Cela dépend fortement de la communauté autonome où réside le bénéficiaire, car cet impôt est décentralisé. Certaines régions, comme Madrid ou les Canaries, appliquent des abattements très importants qui rendent la charge fiscale quasi nulle entre parents et enfants. D’autres communautés sont bien plus imposantes. Il est donc essentiel d’anticiper ce point, notamment si vous détenez un patrimoine significatif en Espagne.
Qu'est-ce que l'impôt sur la fortune concerne concrètement ? Un expatrié français est-il concerné ?
L’impôt sur la fortune (IP) frappe la valeur nette totale du patrimoine d’une personne physique au 31 décembre de chaque année. Pour les résidents fiscaux espagnols, il porte sur le patrimoine mondial. Pour les non-résidents, il ne s’applique qu’aux biens situés en Espagne. L’abattement général est de 700 000 €, auquel s’ajoute une exonération de 300 000 € pour la résidence principale. Un expatrié français disposant d’un patrimoine immobilier ou financier conséquent en Espagne peut donc être concerné, même sans y résider.

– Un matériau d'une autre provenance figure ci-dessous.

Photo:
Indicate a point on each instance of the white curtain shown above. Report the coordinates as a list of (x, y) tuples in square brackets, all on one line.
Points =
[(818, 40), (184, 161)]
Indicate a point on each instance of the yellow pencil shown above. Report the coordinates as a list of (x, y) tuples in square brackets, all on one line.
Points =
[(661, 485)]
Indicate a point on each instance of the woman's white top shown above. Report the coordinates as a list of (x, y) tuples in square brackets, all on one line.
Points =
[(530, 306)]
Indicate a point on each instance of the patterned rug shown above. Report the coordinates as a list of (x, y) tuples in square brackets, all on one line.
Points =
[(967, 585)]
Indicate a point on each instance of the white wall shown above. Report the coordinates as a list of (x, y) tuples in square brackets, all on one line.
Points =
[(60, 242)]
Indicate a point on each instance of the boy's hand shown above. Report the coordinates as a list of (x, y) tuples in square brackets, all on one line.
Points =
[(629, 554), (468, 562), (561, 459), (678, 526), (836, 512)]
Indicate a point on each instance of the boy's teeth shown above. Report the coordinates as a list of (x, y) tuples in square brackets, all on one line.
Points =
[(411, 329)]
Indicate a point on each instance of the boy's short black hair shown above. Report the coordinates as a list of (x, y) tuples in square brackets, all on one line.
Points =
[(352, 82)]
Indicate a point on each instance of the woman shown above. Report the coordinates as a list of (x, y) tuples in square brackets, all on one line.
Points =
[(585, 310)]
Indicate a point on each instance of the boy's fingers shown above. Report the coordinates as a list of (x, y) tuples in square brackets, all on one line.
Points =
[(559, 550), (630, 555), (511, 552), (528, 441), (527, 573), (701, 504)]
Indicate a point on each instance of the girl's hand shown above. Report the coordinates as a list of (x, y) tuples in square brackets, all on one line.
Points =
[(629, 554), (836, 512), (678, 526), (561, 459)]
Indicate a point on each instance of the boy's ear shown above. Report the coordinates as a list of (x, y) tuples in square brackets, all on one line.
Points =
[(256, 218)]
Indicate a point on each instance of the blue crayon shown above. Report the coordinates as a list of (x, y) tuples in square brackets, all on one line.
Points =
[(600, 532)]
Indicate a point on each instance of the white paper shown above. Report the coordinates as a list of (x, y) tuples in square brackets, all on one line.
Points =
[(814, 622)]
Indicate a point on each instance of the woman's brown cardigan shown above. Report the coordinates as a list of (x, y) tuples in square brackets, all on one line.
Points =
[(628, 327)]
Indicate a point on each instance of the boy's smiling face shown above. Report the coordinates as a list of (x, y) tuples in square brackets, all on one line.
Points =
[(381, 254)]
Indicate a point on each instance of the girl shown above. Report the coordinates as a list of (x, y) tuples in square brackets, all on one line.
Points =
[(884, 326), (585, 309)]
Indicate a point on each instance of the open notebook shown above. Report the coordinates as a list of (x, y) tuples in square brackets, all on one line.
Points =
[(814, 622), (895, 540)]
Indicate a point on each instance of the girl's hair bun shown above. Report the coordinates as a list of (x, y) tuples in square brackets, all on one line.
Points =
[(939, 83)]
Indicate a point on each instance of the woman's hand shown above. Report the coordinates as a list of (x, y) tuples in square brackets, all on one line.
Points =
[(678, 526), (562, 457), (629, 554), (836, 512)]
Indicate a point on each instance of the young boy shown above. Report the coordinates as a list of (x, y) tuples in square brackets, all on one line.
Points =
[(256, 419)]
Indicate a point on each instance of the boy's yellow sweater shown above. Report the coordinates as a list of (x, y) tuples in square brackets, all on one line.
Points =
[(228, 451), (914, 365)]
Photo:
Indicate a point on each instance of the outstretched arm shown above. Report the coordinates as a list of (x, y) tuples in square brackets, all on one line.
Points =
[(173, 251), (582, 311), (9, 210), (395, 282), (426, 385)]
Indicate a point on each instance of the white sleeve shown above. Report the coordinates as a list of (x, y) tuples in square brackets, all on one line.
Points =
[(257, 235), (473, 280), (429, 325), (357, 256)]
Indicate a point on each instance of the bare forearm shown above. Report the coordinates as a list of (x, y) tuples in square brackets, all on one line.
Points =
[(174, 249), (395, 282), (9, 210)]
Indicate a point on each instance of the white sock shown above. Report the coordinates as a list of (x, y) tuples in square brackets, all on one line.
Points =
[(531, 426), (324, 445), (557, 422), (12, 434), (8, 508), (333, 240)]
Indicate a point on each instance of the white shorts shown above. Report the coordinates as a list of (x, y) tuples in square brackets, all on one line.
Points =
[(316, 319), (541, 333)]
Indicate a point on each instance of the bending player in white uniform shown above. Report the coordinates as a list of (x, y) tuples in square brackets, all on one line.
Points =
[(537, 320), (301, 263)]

Quelle est la différence entre l'IVA et l'IVA aux Canaries ?
Sur le territoire espagnol continental, la TVA s’appelle IVA et s’applique aux taux de 21 %, 10 % et 4 %. Aux Canaries, ce système est remplacé par l’IGIC (Impuesto General Indirecto Canario), un impôt similaire dans son fonctionnement mais avec des taux différents, généralement plus bas. C’est l’une des raisons pour lesquelles les Canaries sont souvent considérées comme une juridiction fiscalement attractive, notamment pour les entrepreneurs et les télétravailleurs.